Returning To Our Roots is a free cookbook created by the World Food Programme’s Caribbean Multi-Country Office.

It is an exploration of our food and how we prepare and eat it. It is part of an attempt to ” emphasizes the strategic importance of root crops in addressing the region’s food security, rural development, and public health goals.”

Real talk, the Caribbean is weighted down by the burden of Non-Communicable Diseases (NCDs). Heart disease, high blood pressure, diabetes and various forms of cancers are overwhelming the health care system. According to a report from healthycaribbean.org NCDs are responsible for 75% of mortality and 73% of premature mortality. And with one in three children classified as obese, the region’s status as having the highest rates of NCD-related deaths in the Americas will persist.
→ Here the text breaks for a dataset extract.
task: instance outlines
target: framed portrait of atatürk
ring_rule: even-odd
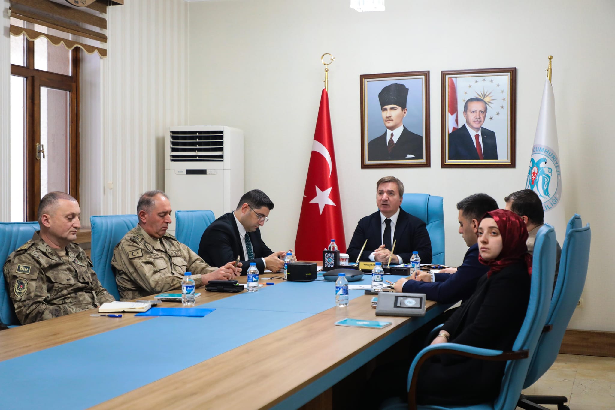
[[[429,72],[361,80],[361,168],[429,167]]]
[[[442,168],[514,168],[517,69],[442,72]]]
Trinidad and Tobago has an abundance of foreign food in its groceries. The late Aggrey Brown said the Caribbean might be a most penetrated in the world when it comes to media. American ads and customs fill our heads to the point that people are unaware of the fruits in their backyard. A friend gave me a sapodilla two weeks ago and I have been obsessed. I haven’t had one in years. It can be difficult to fight the information that normalises the foreign foods and more needs to be done to counteract that indoctrination.

But living in the Caribbean means living with the consequences of our diet. The solutions aren’t unknown, but perhaps unactioned. We know that we have to adjust our diets, and this cookbook is one of the many little ways we can make a change for the better.